Italian politician (1828–1908)

Tancredi Canonico (14 May 1828 – 15 September 1908) was an Italian politician, teacher and magistrate who served as President of the Senate from 1904 to 1908. He previously served as Vice President of the Senate from 1897 to 1898 and from 1902 to 1904.

== Family and education ==
Canonico was born on 14 May 1828 in Turin. His father was Francesco Canonico and his mother was Felicita Pomba. His maternal ancestor was Giuseppe Pomba. Canonico was married to Emilia Marietti with whom he had two children, Luigi and Flaminio. Canonico graduated in law in 1847.

== Career ==

=== Teacher and magistrate ===
From 1857 to 1860, Canonico was an alternate professor of philosophy of law at the University of Turin and in 1860 he became professor in charge of criminal law at the University of Turin. From 1861 to 1862, he was extraordinary professor of criminal law at the university. He was full professor of criminal law and procedure from 1862 to 1876 and was dean of the faculty of law in 1873, later becoming professor emeritus.

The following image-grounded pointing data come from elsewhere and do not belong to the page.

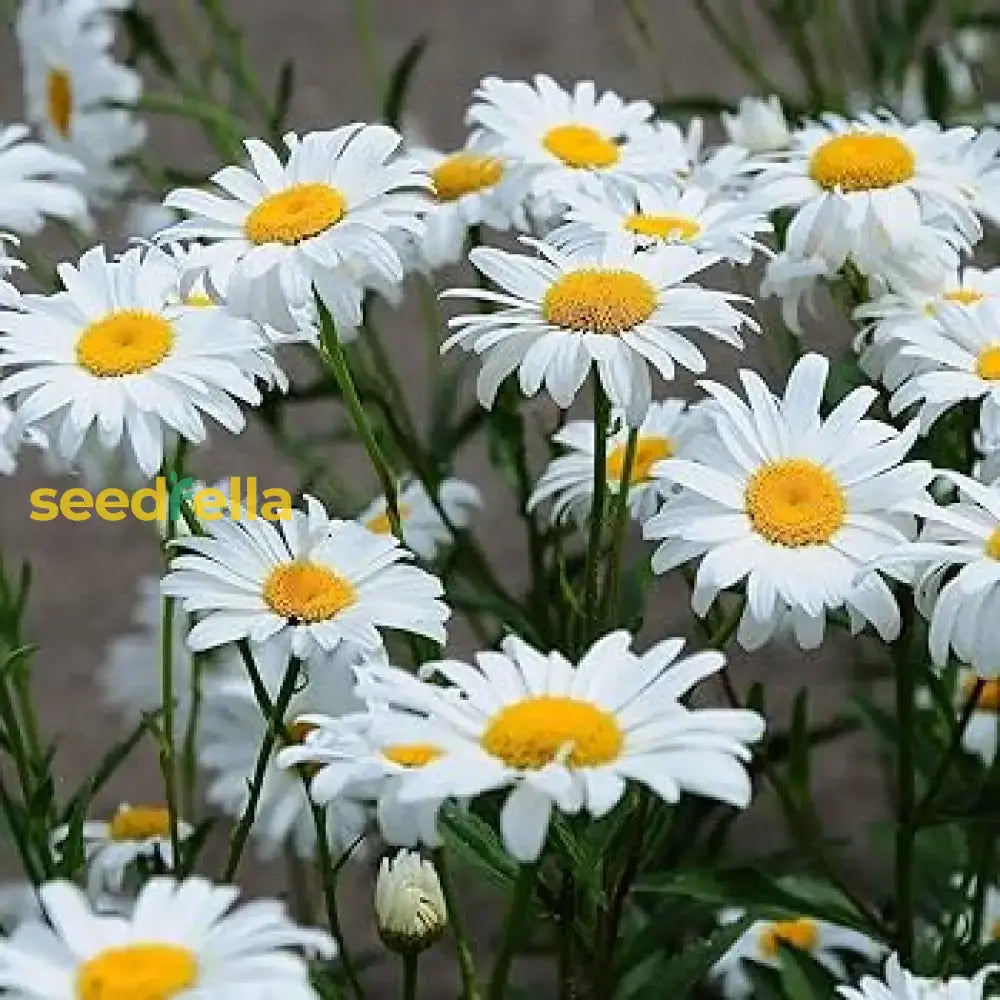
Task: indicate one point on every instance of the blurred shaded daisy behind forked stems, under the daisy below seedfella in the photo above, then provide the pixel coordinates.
(232, 730)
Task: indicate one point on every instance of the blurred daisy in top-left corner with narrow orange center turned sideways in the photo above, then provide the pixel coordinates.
(71, 82)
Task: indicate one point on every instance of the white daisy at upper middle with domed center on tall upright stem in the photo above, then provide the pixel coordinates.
(561, 312)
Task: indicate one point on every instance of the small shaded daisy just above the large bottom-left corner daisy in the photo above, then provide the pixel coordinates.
(134, 833)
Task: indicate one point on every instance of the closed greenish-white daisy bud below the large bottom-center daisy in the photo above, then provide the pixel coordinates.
(409, 905)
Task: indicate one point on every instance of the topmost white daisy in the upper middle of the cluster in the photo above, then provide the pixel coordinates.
(564, 141)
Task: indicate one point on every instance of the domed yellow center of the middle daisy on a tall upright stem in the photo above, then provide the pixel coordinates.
(598, 300)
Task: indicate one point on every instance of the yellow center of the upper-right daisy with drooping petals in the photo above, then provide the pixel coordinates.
(862, 161)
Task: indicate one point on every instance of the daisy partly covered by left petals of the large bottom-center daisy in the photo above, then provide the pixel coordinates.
(367, 758)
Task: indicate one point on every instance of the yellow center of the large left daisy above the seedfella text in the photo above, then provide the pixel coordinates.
(124, 343)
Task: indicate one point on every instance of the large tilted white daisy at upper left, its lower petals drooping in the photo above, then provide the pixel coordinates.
(325, 219)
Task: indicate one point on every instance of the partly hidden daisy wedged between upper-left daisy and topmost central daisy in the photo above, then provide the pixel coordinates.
(470, 187)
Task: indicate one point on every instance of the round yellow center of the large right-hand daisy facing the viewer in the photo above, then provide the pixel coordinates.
(795, 502)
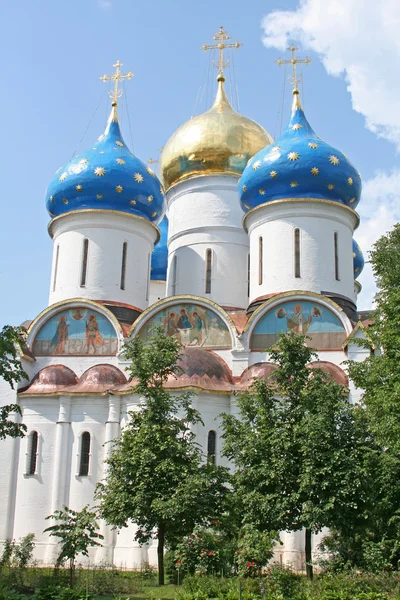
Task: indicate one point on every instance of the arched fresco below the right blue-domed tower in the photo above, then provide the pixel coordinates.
(300, 316)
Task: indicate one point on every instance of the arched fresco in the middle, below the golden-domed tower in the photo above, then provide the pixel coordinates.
(192, 325)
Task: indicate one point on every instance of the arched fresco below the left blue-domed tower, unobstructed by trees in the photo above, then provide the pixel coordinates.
(76, 331)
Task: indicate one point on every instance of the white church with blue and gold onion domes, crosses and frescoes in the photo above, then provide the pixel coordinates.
(240, 238)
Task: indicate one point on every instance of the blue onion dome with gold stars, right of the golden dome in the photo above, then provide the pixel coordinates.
(297, 165)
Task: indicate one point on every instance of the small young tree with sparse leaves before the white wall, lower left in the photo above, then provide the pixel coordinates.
(77, 531)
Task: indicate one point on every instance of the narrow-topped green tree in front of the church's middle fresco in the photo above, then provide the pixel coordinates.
(157, 476)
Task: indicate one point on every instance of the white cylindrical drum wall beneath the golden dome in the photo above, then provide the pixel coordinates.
(204, 213)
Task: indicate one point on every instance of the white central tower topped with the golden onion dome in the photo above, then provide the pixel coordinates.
(208, 250)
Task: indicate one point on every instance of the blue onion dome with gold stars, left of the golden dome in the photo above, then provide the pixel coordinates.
(107, 176)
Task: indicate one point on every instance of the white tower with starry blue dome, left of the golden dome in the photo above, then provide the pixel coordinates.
(104, 205)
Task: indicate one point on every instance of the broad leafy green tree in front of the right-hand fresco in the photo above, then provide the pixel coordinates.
(297, 448)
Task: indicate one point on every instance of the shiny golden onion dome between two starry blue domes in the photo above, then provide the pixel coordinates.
(217, 141)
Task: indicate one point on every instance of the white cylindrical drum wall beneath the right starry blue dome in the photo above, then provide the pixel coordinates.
(317, 221)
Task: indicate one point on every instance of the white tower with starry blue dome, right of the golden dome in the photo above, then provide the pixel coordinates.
(299, 197)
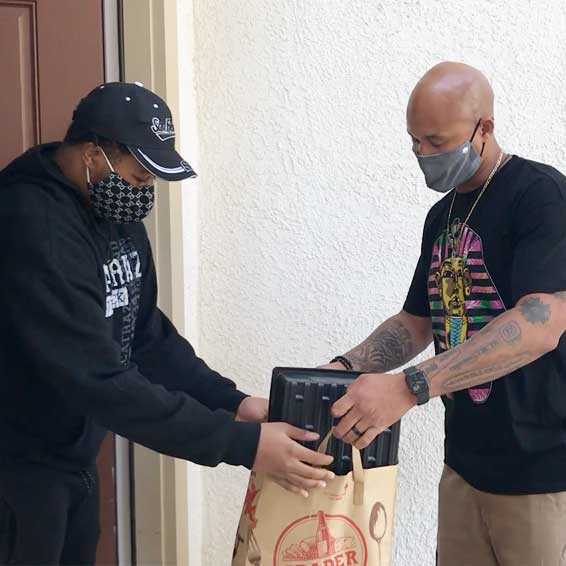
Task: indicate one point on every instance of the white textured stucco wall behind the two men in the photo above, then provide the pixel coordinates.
(312, 204)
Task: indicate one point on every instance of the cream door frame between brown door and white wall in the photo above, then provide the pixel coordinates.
(159, 484)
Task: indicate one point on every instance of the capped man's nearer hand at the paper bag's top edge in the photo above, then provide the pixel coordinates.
(287, 462)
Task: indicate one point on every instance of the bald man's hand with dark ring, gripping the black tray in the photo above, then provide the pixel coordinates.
(372, 403)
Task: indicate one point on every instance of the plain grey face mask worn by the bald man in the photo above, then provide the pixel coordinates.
(444, 171)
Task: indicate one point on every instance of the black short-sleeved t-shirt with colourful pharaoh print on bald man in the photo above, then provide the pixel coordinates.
(506, 436)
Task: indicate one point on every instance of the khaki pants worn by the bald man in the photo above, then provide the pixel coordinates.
(482, 529)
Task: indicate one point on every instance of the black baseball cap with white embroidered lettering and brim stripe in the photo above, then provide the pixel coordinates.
(134, 116)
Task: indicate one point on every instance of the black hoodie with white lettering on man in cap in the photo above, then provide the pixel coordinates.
(84, 348)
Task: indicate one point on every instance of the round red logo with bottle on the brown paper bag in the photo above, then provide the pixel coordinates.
(310, 542)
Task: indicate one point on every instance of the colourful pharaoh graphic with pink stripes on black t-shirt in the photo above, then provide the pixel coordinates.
(462, 295)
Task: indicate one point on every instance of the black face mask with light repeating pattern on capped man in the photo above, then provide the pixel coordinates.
(118, 201)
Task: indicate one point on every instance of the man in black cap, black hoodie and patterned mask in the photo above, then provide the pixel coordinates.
(85, 349)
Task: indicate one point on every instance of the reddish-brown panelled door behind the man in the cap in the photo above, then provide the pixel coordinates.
(51, 54)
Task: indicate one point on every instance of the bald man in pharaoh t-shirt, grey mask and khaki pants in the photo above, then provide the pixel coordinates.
(490, 291)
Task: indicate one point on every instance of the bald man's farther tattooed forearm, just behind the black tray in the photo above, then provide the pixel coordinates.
(388, 347)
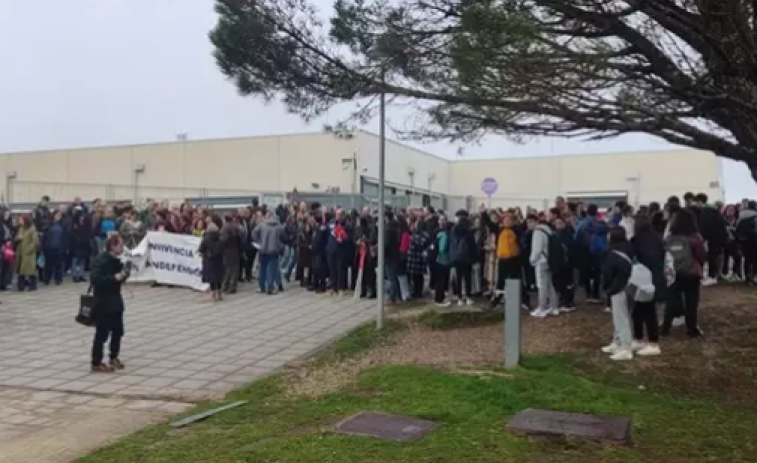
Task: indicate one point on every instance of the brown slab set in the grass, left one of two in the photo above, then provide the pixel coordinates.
(384, 426)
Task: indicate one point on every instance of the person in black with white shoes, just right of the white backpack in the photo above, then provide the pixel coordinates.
(650, 251)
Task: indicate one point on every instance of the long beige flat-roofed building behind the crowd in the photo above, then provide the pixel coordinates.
(321, 162)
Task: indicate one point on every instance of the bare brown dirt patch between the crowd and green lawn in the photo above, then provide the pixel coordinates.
(723, 363)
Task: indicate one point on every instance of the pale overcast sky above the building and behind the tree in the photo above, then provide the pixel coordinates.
(77, 73)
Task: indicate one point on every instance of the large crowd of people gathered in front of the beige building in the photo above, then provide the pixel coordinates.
(453, 258)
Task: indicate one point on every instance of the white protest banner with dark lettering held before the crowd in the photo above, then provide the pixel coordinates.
(167, 258)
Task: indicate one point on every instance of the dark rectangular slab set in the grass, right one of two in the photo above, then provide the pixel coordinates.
(533, 422)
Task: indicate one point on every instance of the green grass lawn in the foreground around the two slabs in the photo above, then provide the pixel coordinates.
(471, 410)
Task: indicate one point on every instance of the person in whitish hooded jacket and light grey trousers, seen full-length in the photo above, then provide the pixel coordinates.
(540, 260)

On 30 January 1876, Canonico became a councillor of the Court of Cassation of Rome and became its president on 3 July 1892. He served as its first president from 2 August 1902 and 15 May 1903.

=== Political ===
Canonico was elected as a senator on 12 June 1881 and took oath on 30 June. He served as secretary of the senate from 23 November 1882 to 27 April 1886. He then served as vice president from 1 April 1897 to 15 July 1898 and returned to the position on 14 February 1902, serving until 14 October 1904. He became the president in 1904 and served until his resignation in 1908.

== Death ==
Canonico died on 15 September 1908 in Sarteano, at the age of 80 and was commemorated in the Senate by his successor as Senate President, Giuseppe Manfredi.